Not only does the human interaction slow down the communication and possibly lead to false positives, but both contribute to a bad customer experience, which is the last thing a website owner wants.
No User Interaction
The device fingerprint is a transparent mechanism that does not require any user interaction. It can be used early in the process as a detection mechanism rather than only as a mitigation/escalation mechanism during a bot attack. To uniquely identify an attack source (and create a fingerprint) the first step would be a JS challenge-response. Let’s imagine that the bot does not answer the challenge, then the fingerprint mechanism will immediately block the bot. If the bot is sophisticated enough to answer the challenge simulating a human behavior, the challenge will provide cues that every user unwittingly provides. These cues are compiled to provide a unique fingerprint that will identify the source and track its activity.
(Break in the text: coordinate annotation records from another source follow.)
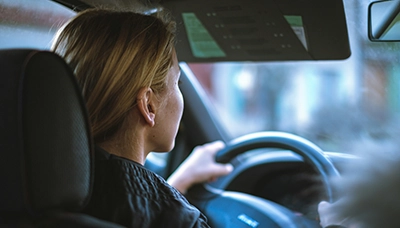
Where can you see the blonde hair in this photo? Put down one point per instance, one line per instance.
(113, 55)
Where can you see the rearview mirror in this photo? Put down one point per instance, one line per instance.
(384, 21)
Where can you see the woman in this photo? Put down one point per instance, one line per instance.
(128, 70)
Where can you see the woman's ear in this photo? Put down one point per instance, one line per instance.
(145, 101)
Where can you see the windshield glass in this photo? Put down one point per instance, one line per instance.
(332, 103)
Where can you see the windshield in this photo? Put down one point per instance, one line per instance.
(332, 103)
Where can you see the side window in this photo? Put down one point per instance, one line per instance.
(30, 24)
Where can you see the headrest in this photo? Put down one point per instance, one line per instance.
(45, 145)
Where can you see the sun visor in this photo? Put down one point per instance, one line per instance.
(259, 30)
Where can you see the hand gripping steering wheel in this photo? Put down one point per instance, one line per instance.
(235, 209)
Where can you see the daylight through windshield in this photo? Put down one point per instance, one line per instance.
(336, 104)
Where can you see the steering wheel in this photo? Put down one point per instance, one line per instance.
(235, 209)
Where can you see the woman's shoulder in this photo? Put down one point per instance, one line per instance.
(128, 193)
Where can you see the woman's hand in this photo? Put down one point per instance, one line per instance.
(199, 167)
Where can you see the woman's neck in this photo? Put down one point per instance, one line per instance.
(131, 149)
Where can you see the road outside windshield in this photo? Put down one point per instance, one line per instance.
(339, 105)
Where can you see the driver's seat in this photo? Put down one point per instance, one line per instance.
(46, 157)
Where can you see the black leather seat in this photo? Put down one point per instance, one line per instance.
(46, 162)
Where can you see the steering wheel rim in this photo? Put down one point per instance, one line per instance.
(199, 195)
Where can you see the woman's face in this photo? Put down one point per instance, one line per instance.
(170, 112)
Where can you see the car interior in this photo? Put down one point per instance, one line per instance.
(284, 157)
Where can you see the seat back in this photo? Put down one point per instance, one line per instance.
(45, 144)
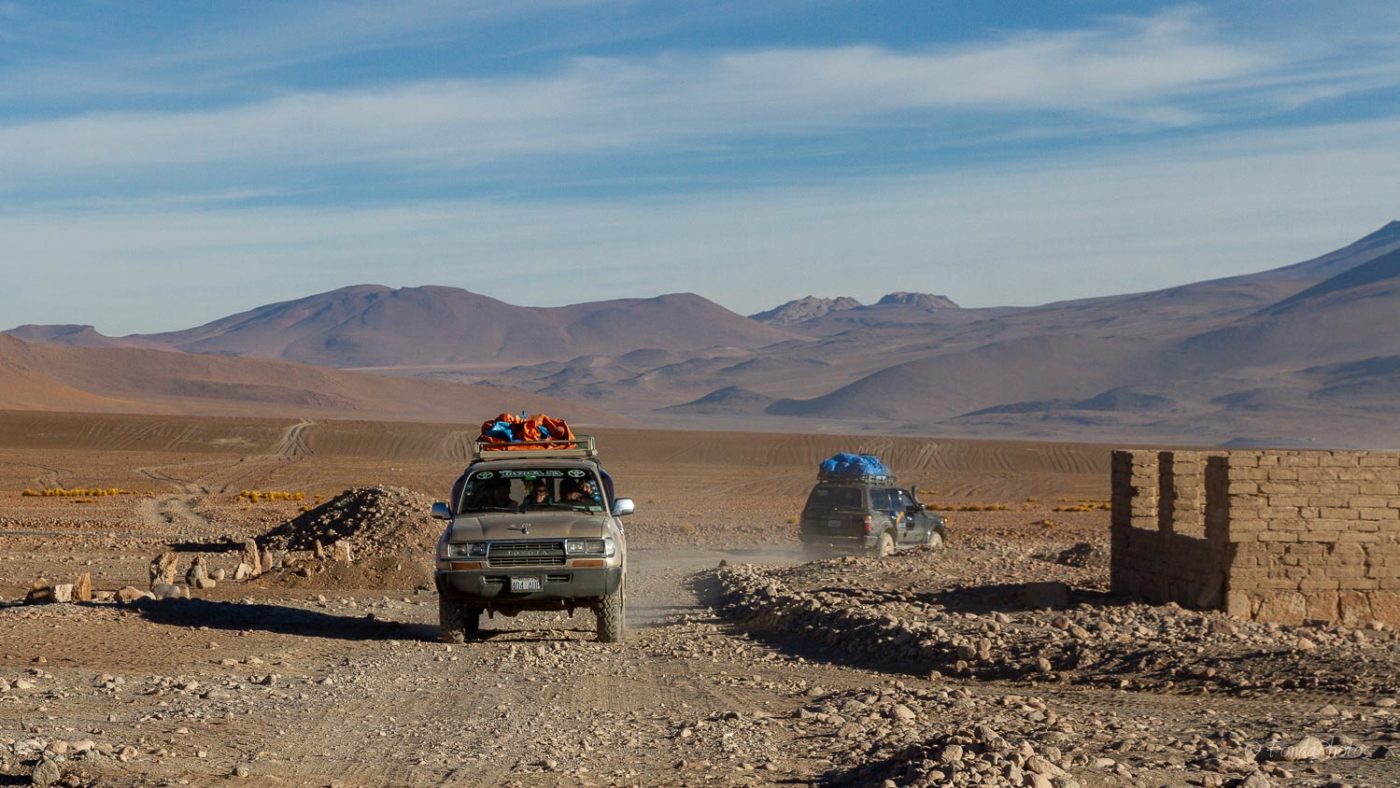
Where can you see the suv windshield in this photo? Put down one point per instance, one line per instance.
(531, 489)
(826, 497)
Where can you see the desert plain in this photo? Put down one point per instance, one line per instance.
(998, 659)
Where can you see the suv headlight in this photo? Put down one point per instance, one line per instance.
(604, 546)
(468, 550)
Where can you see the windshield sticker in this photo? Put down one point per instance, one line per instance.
(531, 473)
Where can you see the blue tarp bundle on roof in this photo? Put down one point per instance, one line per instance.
(853, 466)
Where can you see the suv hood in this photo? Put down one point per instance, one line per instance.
(541, 525)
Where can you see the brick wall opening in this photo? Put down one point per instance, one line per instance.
(1270, 535)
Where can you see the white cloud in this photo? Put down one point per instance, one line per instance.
(1137, 69)
(1124, 221)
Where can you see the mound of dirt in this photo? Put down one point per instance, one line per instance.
(371, 521)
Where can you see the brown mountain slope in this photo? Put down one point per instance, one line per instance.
(45, 377)
(377, 326)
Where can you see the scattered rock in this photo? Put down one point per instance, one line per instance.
(41, 592)
(1045, 595)
(129, 594)
(164, 568)
(83, 588)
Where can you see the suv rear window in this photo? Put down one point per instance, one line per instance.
(826, 497)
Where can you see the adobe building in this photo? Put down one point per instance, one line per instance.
(1285, 536)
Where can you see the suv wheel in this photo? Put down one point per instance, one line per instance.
(455, 620)
(612, 613)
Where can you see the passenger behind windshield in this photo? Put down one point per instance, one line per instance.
(532, 489)
(489, 494)
(539, 496)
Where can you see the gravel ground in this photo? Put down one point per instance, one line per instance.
(996, 661)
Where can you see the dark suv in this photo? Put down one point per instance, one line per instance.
(868, 515)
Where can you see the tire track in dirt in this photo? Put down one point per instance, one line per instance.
(293, 442)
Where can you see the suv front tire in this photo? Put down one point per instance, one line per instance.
(455, 620)
(612, 613)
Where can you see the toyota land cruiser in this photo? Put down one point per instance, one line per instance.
(534, 529)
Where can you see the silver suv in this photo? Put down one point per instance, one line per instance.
(532, 529)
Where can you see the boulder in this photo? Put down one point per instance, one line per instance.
(129, 594)
(198, 574)
(168, 591)
(83, 588)
(1045, 595)
(252, 557)
(41, 592)
(164, 568)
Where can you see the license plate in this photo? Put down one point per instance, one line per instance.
(521, 584)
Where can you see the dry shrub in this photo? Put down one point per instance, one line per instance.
(74, 493)
(259, 496)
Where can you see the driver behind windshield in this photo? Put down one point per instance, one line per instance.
(539, 496)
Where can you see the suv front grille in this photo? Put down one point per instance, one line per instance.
(525, 554)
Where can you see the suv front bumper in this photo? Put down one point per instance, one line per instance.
(493, 585)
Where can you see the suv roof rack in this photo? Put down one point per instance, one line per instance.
(864, 479)
(583, 447)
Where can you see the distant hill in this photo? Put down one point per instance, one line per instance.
(101, 380)
(920, 300)
(378, 326)
(1301, 354)
(805, 308)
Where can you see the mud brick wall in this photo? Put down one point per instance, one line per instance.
(1270, 535)
(1161, 547)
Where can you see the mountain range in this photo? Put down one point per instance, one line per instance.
(1302, 354)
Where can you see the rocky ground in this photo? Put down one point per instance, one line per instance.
(997, 661)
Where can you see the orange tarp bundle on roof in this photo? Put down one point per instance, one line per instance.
(507, 430)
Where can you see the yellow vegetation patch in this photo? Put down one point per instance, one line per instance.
(259, 496)
(969, 507)
(74, 493)
(1082, 505)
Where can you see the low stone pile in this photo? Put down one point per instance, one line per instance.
(363, 522)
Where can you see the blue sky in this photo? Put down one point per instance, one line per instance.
(164, 164)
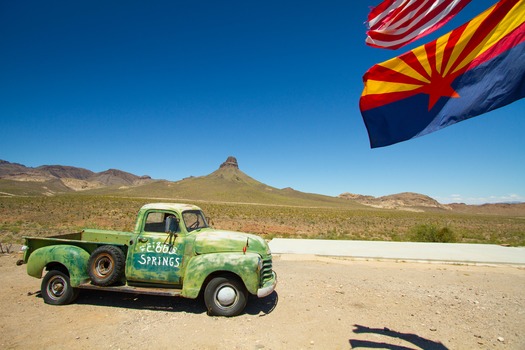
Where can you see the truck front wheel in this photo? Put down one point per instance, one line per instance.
(225, 296)
(56, 289)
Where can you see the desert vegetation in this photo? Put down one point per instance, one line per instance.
(46, 216)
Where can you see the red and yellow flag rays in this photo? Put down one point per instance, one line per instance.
(431, 69)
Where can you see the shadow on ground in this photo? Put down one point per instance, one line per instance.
(422, 343)
(255, 305)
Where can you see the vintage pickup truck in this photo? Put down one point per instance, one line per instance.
(172, 252)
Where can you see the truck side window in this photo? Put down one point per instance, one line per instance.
(154, 222)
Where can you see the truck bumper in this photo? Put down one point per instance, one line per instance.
(268, 287)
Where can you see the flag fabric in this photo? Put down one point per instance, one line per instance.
(395, 23)
(472, 70)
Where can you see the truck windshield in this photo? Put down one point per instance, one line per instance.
(194, 219)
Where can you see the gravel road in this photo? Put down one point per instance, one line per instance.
(319, 303)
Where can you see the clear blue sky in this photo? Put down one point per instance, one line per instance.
(172, 88)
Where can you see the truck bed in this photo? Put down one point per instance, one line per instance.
(89, 239)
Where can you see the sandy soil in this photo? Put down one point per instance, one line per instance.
(319, 303)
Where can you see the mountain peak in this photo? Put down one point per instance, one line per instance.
(231, 162)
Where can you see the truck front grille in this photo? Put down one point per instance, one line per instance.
(266, 272)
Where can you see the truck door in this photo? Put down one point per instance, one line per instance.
(156, 256)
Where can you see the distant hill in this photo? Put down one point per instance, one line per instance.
(17, 179)
(226, 184)
(404, 201)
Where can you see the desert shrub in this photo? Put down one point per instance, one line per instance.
(432, 233)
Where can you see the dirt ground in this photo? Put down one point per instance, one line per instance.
(319, 303)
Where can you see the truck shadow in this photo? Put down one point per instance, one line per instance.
(255, 306)
(414, 339)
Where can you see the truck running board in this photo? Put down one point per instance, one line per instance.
(134, 290)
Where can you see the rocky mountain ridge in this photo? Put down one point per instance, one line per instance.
(405, 200)
(74, 178)
(227, 183)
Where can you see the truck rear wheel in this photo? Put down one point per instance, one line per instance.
(225, 296)
(106, 265)
(56, 289)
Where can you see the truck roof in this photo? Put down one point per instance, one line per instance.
(170, 206)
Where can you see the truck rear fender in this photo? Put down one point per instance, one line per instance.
(200, 267)
(73, 258)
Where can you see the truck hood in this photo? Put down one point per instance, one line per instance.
(216, 241)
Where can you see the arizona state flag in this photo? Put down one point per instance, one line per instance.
(472, 70)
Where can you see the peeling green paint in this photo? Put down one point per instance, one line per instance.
(73, 258)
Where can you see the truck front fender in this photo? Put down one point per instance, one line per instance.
(74, 259)
(201, 266)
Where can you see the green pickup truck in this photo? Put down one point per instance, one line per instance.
(172, 252)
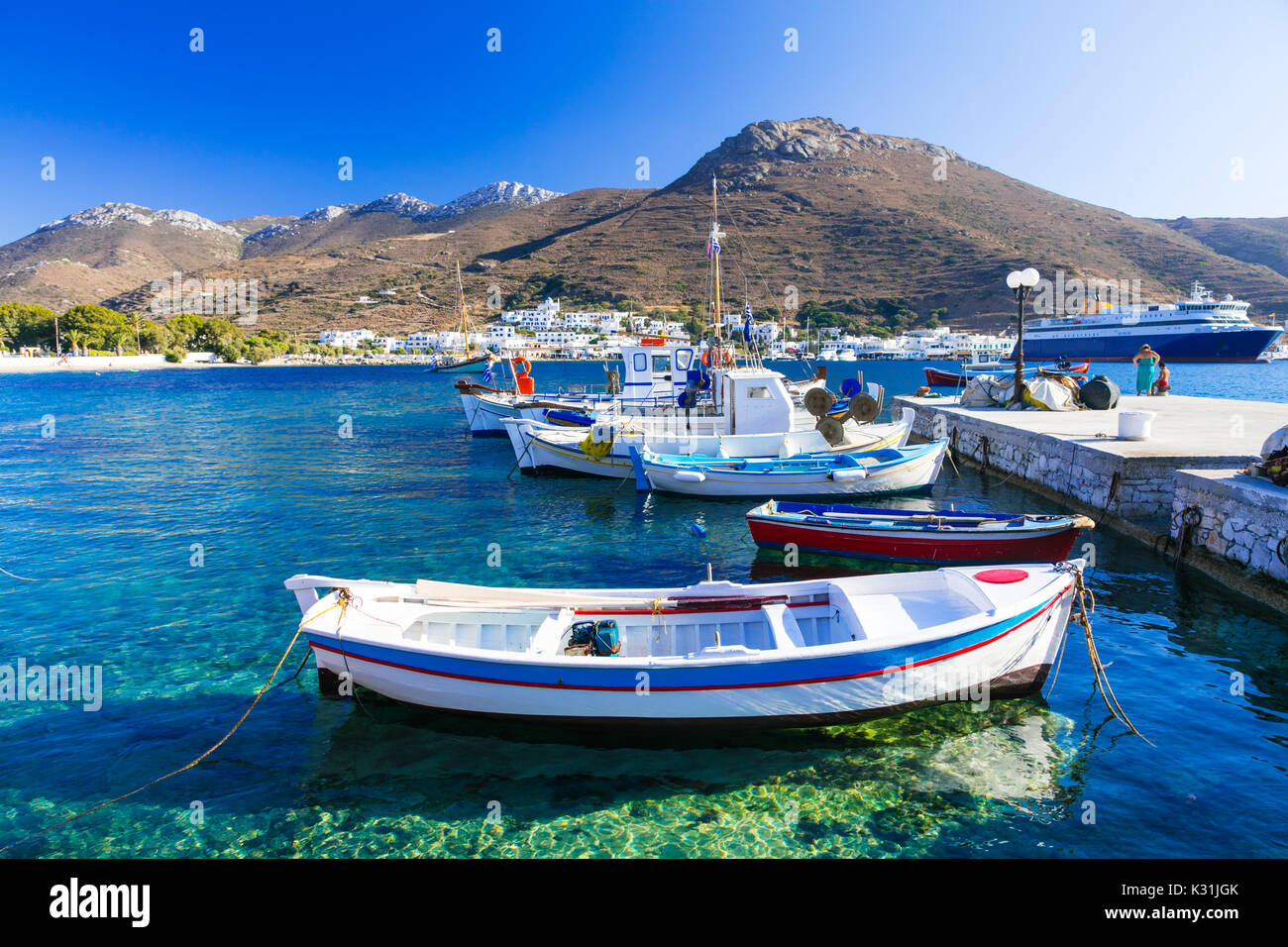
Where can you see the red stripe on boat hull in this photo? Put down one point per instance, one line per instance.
(938, 548)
All of the cues are very hard to spoof. Only the high-end, most sophisticated bots can reproduce real human behavior such as mouse movement or keyboard typing.
Captcha doesn’t challenge the source – it only adds a manual step to pass the security. As explained above, bots today can easily bypass captcha. A very simple Internet search will present websites where anyone can buy tools to bypass it. The transparent device fingerprint tracks sources and fully protects against malicious activity. Source activity tracking that is only based on an IP address usually leads to a high false positives rate, since bots can dynamically change their IP addresses, and evade solutions that rely on signatures or another form of IP-based filtering. The challenge mechanism identifies the source uniquely.
Bot Management Requires Revealing the True Identity
Device fingerprinting will block the vast majority of the bots, just because they cannot respond to the challenge. Bots that pass the fingerprinting mechanism (like ‘good’ bots such as Google’s crawler for instance), will be tracked based on their behavioral attributes, to detect and block them if turned out to be engaged in malicious activity. For this purpose, each source (a single HTTP client identified by the fingerprinting algorithm) gets a certain score according to its conduct. The fingerprint is necessary not only to determine whether a certain request is human vs. a bot, it is also required in cases of fraud attempts to point at a real user vs. stolen account credentials.
A combination of challenging the bot, device fingerprinting and activity tracking provide a successful bot management and accurate bot-attack mitigation.
Device Fingerprinting allows unique source identification, which contributes to detection accuracy. It mitigates multiple attack types: HTTP parsing, SQL Injection, XSS, Brute Force, Session hijacking and DDOS Layer 7 attacks like SlowLoris and others.